そもそも私を救った仮面の男なんて存在してはいない。
それは私が私を救うための夢物語。
そう、私が勝手に空想した都合のいい人形劇。
より現実的に見せるため、私は無意識に知っている人の顔を当てはめたのだ。
本当は最初からわかっていたはずなのに、それでも私はそれを拠り所としたのである。
いずれ弾ける泡沫の夢。
それが今弾けただけのことであった。
――なのに、私は何を期待していたのだろう。
彼をずっと見ているうちに、一緒に学校に通ううちに、私は……。
ああ……まぶたが重い……。
夢の中、きっともうあの方には会えないだろう。
眠りに落ちる中で、私にはそんな予感があった。
――そこは地獄だった。
決して這い上がれぬ釜の底。
今日も男達の世話をするために、私は部屋の中で椅子に座りながらその時が来るのを待っていた。
すると扉を開けてやって来たのは不思議な男。
男は白い仮面を被り、どこか怪しげであった。
私はその男に近寄った。
たとえ、どんな相手であろうとやることは変わらないからだ。
それなのに――。
『辛かったな。もう大丈夫だ』
言葉が通じぬはずの世界で、その男の言葉だけは通じた。
初めて聞いたその声は、どこか聞き覚えがあるようであった。
ああ、そうだ。
なぜ忘れていたのか。
仮面の男は本当にいたのだ。
そしてその声を。
私は確かにあちらの世界で聞いた。
たとえ顔が仮面に隠されていようとも、その人の声だけは知っている。
私はゆっくりと仮面に手を添えてそれを外した。
私に優しく微笑みかける顔。
――それは紛れもなく武田武雄さんの顔であった。
ああ……っ! あああ……っ!
間違ってなかった……っ!
やはり、私を救ったのは武田武雄さんであったのだ……っ!
心の高ぶりが、感動が、私の鼻の奥を刺激して涙がこぼれ落ちる。
ならば私は二度と忘れないようにしよう。
この目も、この鼻も、この口も、この耳も、この髪も、この声も。
全てを心に刻み付けるんだ。
この夢が覚めても、決して忘れないように。
「……様、お嬢様」
ベッドの上、私はかよ子さんに身体を揺すられて目を覚ました。
「お夕食をとらないと駄目ですよ。これ以上、痩せたらどうするんですか」
呆としたまま、かよ子さんの声を聞き流す。
察するに寝ていたのは少しの間で、まだ日にちは変わっていないのだろう。
そして私はポツリと呟いた。
「……武雄さん」
私は全てを思い出した。
それは、私がこの世界に戻ってくる前にあった、あの方との本当の出会い。
臆病な私が何もかもを忘れようとして封印した記憶であり、そして、決して忘れてはいけなかったもの。
あの方の素顔はわからない。
でもその声だけは私ははっきりと覚えている。
『辛かったな。もう大丈夫だ』
私を救った人の声は確かにこの心に刻まれていた。
――私はもう迷わない。
「お嬢様……?」
かよ子さんが私に声をかける。
そういえば夕食の話だったなと思って、なんとなく視線を下に向けてみれば、そこにあったのは痩せ細った私の手。

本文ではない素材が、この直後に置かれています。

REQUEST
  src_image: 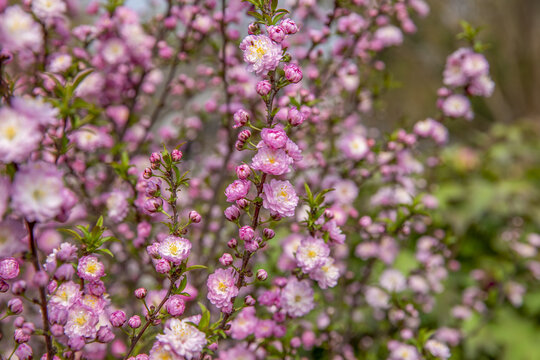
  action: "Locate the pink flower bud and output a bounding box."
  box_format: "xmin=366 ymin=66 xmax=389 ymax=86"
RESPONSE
xmin=150 ymin=152 xmax=161 ymax=163
xmin=244 ymin=295 xmax=257 ymax=306
xmin=8 ymin=298 xmax=23 ymax=315
xmin=143 ymin=168 xmax=152 ymax=179
xmin=0 ymin=279 xmax=9 ymax=293
xmin=236 ymin=164 xmax=251 ymax=180
xmin=11 ymin=282 xmax=26 ymax=295
xmin=135 ymin=288 xmax=148 ymax=299
xmin=255 ymin=80 xmax=272 ymax=96
xmin=97 ymin=326 xmax=114 ymax=344
xmin=171 ymin=149 xmax=184 ymax=162
xmin=224 ymin=205 xmax=240 ymax=221
xmin=13 ymin=329 xmax=30 ymax=344
xmin=143 ymin=198 xmax=163 ymax=213
xmin=109 ymin=310 xmax=126 ymax=327
xmin=0 ymin=257 xmax=19 ymax=280
xmin=189 ymin=210 xmax=202 ymax=224
xmin=238 ymin=129 xmax=251 ymax=142
xmin=234 ymin=140 xmax=245 ymax=151
xmin=219 ymin=253 xmax=233 ymax=266
xmin=227 ymin=238 xmax=238 ymax=249
xmin=287 ymin=107 xmax=305 ymax=126
xmin=248 ymin=23 xmax=259 ymax=35
xmin=233 ymin=109 xmax=249 ymax=129
xmin=128 ymin=315 xmax=141 ymax=329
xmin=279 ymin=19 xmax=298 ymax=35
xmin=238 ymin=225 xmax=255 ymax=241
xmin=266 ymin=25 xmax=287 ymax=43
xmin=165 ymin=295 xmax=186 ymax=316
xmin=154 ymin=259 xmax=171 ymax=274
xmin=244 ymin=240 xmax=259 ymax=253
xmin=257 ymin=269 xmax=268 ymax=281
xmin=263 ymin=228 xmax=276 ymax=240
xmin=284 ymin=64 xmax=303 ymax=84
xmin=236 ymin=199 xmax=249 ymax=209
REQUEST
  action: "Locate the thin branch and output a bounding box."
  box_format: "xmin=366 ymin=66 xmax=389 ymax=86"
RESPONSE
xmin=24 ymin=220 xmax=55 ymax=359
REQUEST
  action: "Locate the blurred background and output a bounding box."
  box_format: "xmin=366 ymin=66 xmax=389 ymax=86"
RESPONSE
xmin=381 ymin=0 xmax=540 ymax=360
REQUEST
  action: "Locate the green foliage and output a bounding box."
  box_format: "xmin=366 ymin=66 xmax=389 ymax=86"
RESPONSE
xmin=60 ymin=216 xmax=118 ymax=257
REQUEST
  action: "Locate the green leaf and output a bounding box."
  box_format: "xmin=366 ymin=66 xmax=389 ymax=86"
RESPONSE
xmin=71 ymin=69 xmax=94 ymax=90
xmin=58 ymin=228 xmax=82 ymax=240
xmin=186 ymin=265 xmax=208 ymax=272
xmin=96 ymin=249 xmax=114 ymax=258
xmin=199 ymin=302 xmax=210 ymax=330
xmin=175 ymin=275 xmax=187 ymax=294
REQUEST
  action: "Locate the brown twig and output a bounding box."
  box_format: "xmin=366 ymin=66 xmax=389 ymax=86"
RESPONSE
xmin=24 ymin=220 xmax=55 ymax=359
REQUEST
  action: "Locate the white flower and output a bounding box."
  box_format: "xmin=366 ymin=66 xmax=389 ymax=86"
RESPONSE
xmin=296 ymin=237 xmax=330 ymax=274
xmin=281 ymin=278 xmax=315 ymax=317
xmin=0 ymin=107 xmax=42 ymax=163
xmin=379 ymin=269 xmax=407 ymax=292
xmin=365 ymin=286 xmax=390 ymax=309
xmin=11 ymin=162 xmax=65 ymax=222
xmin=309 ymin=257 xmax=339 ymax=289
xmin=32 ymin=0 xmax=66 ymax=22
xmin=424 ymin=339 xmax=451 ymax=359
xmin=0 ymin=5 xmax=43 ymax=51
xmin=156 ymin=319 xmax=206 ymax=360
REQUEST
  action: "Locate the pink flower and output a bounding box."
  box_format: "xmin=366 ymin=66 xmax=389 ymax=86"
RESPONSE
xmin=283 ymin=64 xmax=303 ymax=84
xmin=225 ymin=180 xmax=251 ymax=202
xmin=280 ymin=278 xmax=315 ymax=317
xmin=373 ymin=25 xmax=403 ymax=47
xmin=0 ymin=5 xmax=43 ymax=52
xmin=255 ymin=80 xmax=272 ymax=96
xmin=279 ymin=19 xmax=298 ymax=35
xmin=77 ymin=255 xmax=105 ymax=281
xmin=64 ymin=304 xmax=98 ymax=338
xmin=0 ymin=257 xmax=19 ymax=280
xmin=285 ymin=139 xmax=304 ymax=161
xmin=462 ymin=53 xmax=489 ymax=78
xmin=11 ymin=162 xmax=66 ymax=222
xmin=255 ymin=319 xmax=276 ymax=339
xmin=231 ymin=306 xmax=257 ymax=340
xmin=309 ymin=257 xmax=339 ymax=289
xmin=442 ymin=94 xmax=472 ymax=120
xmin=251 ymin=144 xmax=293 ymax=175
xmin=266 ymin=25 xmax=287 ymax=43
xmin=261 ymin=179 xmax=298 ymax=217
xmin=287 ymin=107 xmax=306 ymax=126
xmin=337 ymin=133 xmax=369 ymax=161
xmin=206 ymin=268 xmax=238 ymax=312
xmin=261 ymin=124 xmax=289 ymax=149
xmin=424 ymin=339 xmax=451 ymax=359
xmin=296 ymin=237 xmax=330 ymax=273
xmin=157 ymin=318 xmax=206 ymax=360
xmin=158 ymin=235 xmax=191 ymax=265
xmin=233 ymin=109 xmax=249 ymax=129
xmin=0 ymin=107 xmax=42 ymax=163
xmin=240 ymin=35 xmax=282 ymax=75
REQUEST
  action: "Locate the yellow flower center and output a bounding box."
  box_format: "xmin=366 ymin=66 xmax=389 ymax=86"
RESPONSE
xmin=218 ymin=281 xmax=227 ymax=291
xmin=32 ymin=189 xmax=45 ymax=201
xmin=169 ymin=244 xmax=179 ymax=255
xmin=86 ymin=261 xmax=97 ymax=274
xmin=74 ymin=314 xmax=86 ymax=326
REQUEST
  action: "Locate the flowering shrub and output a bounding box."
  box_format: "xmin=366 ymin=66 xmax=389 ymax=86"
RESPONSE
xmin=0 ymin=0 xmax=540 ymax=360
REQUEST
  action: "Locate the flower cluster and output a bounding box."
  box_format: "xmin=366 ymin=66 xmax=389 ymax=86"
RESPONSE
xmin=0 ymin=0 xmax=528 ymax=360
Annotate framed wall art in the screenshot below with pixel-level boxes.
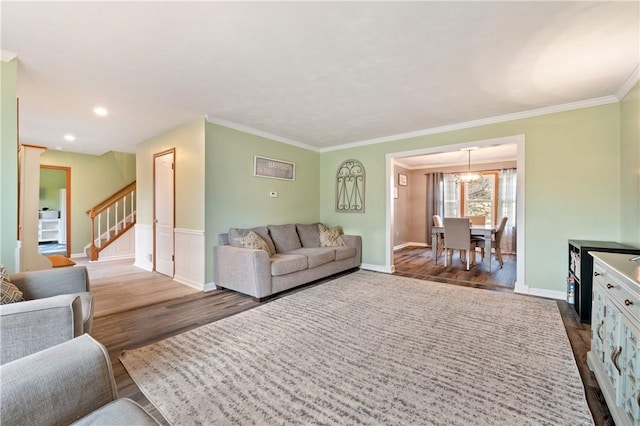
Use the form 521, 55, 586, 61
253, 155, 296, 180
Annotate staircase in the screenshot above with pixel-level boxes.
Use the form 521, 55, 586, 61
85, 181, 136, 261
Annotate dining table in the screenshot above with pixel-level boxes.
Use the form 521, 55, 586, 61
431, 225, 498, 272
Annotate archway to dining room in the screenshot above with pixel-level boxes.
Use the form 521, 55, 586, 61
386, 135, 526, 292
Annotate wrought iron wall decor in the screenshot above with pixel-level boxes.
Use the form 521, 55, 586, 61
336, 160, 366, 213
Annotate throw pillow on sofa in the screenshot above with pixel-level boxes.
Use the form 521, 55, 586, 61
267, 223, 302, 253
0, 265, 24, 305
235, 231, 274, 257
229, 226, 276, 254
296, 222, 320, 247
318, 223, 346, 247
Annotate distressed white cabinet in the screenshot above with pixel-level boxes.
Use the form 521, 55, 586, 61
587, 252, 640, 426
38, 219, 60, 243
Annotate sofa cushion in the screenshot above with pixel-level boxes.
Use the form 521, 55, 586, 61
271, 253, 309, 277
0, 265, 24, 305
333, 246, 356, 260
229, 226, 276, 253
296, 223, 320, 247
235, 231, 274, 257
289, 247, 336, 268
268, 223, 302, 253
318, 223, 346, 247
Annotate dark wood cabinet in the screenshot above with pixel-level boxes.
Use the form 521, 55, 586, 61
567, 240, 640, 323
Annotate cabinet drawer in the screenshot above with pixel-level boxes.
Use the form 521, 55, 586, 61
604, 274, 640, 321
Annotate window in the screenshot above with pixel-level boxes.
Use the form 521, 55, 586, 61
444, 172, 497, 224
462, 173, 496, 224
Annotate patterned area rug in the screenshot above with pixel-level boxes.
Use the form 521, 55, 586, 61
120, 271, 593, 425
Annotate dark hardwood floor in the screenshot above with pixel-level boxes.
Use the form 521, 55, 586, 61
88, 247, 614, 425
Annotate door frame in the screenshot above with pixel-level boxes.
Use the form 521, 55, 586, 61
152, 147, 176, 277
40, 164, 71, 258
382, 134, 529, 294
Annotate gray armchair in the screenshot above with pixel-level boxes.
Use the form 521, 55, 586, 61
0, 334, 158, 426
0, 266, 93, 365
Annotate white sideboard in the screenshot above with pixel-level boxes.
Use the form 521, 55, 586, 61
38, 219, 60, 243
587, 252, 640, 426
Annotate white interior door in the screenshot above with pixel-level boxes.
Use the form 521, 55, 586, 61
153, 150, 175, 277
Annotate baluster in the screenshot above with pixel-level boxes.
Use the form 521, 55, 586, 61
98, 213, 102, 248
114, 201, 120, 235
106, 207, 111, 241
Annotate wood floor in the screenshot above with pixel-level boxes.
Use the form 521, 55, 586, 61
87, 248, 613, 425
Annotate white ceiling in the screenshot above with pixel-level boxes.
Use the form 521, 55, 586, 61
1, 0, 640, 154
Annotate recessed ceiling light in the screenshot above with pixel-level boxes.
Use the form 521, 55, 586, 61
93, 107, 109, 117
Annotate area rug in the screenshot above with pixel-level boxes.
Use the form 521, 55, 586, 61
120, 271, 593, 425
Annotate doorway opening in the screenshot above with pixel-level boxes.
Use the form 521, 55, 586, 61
153, 149, 175, 278
38, 164, 71, 257
385, 135, 527, 293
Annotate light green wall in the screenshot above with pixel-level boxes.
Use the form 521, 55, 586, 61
620, 83, 640, 247
320, 103, 621, 291
136, 118, 205, 231
0, 59, 18, 273
38, 169, 67, 211
40, 150, 136, 254
205, 123, 320, 282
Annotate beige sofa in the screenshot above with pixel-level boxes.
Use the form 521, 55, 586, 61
214, 223, 362, 300
0, 266, 93, 364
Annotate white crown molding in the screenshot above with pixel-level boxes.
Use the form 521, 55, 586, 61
320, 95, 619, 153
205, 115, 320, 152
0, 50, 18, 62
616, 64, 640, 101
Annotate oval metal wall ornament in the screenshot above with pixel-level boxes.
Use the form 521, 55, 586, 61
336, 160, 366, 213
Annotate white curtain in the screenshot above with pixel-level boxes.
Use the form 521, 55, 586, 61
443, 173, 461, 217
496, 169, 516, 253
426, 173, 444, 242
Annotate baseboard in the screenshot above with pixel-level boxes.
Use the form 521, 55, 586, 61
360, 263, 394, 274
202, 283, 218, 293
393, 241, 431, 251
133, 261, 153, 272
98, 253, 135, 262
513, 283, 567, 300
173, 275, 203, 291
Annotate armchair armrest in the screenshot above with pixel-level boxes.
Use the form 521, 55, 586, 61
0, 334, 118, 425
0, 294, 84, 364
10, 266, 89, 300
213, 246, 272, 299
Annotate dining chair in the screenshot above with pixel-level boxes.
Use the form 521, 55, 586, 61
444, 217, 476, 271
433, 214, 444, 265
463, 216, 486, 225
476, 217, 509, 268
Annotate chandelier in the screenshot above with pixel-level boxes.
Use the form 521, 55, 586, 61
456, 147, 482, 183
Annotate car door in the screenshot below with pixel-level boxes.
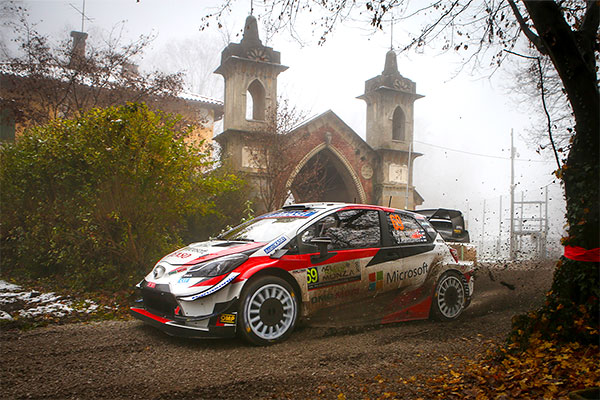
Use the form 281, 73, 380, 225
376, 211, 436, 290
297, 208, 381, 314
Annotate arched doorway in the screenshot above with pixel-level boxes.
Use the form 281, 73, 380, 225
290, 146, 366, 203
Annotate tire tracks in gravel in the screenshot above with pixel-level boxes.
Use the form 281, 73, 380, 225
0, 260, 552, 400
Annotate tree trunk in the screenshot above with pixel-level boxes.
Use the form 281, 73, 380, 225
512, 1, 600, 343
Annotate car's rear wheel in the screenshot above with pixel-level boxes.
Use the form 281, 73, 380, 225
238, 276, 298, 346
432, 271, 467, 321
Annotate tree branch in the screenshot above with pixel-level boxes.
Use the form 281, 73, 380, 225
579, 1, 600, 40
508, 0, 548, 55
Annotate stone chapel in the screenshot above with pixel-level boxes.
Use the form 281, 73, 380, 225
215, 16, 423, 212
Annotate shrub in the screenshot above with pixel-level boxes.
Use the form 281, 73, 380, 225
0, 104, 244, 290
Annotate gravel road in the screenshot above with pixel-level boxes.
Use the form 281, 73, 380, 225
0, 264, 552, 399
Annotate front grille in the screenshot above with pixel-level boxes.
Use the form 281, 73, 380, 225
142, 288, 178, 318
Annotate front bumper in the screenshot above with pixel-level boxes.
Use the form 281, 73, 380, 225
129, 307, 237, 338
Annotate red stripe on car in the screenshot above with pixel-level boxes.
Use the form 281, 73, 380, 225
131, 307, 171, 324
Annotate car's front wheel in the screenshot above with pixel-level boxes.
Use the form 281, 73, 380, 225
432, 271, 467, 321
238, 276, 298, 346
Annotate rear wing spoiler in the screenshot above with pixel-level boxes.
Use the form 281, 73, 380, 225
414, 208, 471, 243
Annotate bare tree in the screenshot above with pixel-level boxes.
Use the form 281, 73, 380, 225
151, 34, 227, 97
508, 55, 575, 154
207, 0, 600, 343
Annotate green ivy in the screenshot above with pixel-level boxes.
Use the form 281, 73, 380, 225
0, 104, 245, 290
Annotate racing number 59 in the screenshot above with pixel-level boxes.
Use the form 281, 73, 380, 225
306, 267, 319, 285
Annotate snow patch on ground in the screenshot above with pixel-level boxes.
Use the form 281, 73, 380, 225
0, 280, 110, 320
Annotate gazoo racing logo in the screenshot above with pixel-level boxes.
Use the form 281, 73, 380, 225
385, 263, 429, 283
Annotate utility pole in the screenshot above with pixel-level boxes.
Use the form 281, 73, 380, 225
544, 185, 548, 259
508, 128, 515, 261
404, 141, 416, 210
481, 199, 485, 253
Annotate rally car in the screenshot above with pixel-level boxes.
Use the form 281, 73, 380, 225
131, 203, 473, 345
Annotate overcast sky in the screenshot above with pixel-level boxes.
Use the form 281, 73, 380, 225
2, 0, 564, 258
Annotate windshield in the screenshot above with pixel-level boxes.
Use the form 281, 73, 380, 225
219, 217, 306, 243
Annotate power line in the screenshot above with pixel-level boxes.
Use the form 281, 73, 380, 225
414, 140, 552, 164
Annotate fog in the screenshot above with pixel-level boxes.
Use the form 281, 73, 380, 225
1, 0, 565, 255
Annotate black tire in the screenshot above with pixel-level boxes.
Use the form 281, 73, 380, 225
431, 271, 469, 321
238, 276, 299, 346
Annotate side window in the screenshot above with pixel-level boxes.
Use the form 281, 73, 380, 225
299, 209, 381, 253
386, 212, 427, 245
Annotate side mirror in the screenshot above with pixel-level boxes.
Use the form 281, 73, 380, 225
309, 237, 331, 258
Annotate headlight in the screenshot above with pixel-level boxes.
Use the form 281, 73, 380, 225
183, 254, 248, 278
152, 264, 166, 279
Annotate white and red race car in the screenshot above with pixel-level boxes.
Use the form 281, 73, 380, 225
131, 203, 473, 345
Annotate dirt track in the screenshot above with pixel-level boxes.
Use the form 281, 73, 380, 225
0, 265, 552, 399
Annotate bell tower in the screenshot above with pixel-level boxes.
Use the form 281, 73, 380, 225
358, 50, 423, 209
215, 15, 287, 132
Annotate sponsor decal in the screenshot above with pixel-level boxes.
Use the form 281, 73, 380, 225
310, 288, 360, 304
265, 236, 285, 254
385, 263, 429, 283
171, 251, 192, 258
390, 214, 404, 231
219, 314, 236, 324
369, 271, 383, 290
261, 210, 317, 218
306, 267, 319, 287
392, 229, 427, 243
169, 267, 188, 275
306, 260, 360, 290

おそらく、この手同様に顔も体も痩せこけているのだろう。
私は、そんなみすぼらしい姿であの方と会っていたのかと思わず自省する。
「かよ子さん、お食事をいただけますか」
私がそう言うと、かよ子さんは驚いた様子で「は、はいっ!」と返事をした。
その声はどこか弾んでいるようでもあった。
◇◆
タケオが高崎紗香と話し合いを行ってから数日が過ぎた。
あれ以降、彼女が付きまとうことはなくなり、タケオは平穏な生活を取り戻している。
そして今日は、週末の休みを終えた後の月曜日であった。
「なんというか、いなくなったらいなくなったで寂しい気もするな」
学校を終えて帰宅している途中で、ポツリと呟くタケオ。
高崎紗香の行為にはそれなりに辟易していたというのに、その事をどこかに置き忘れてしまったような発言である。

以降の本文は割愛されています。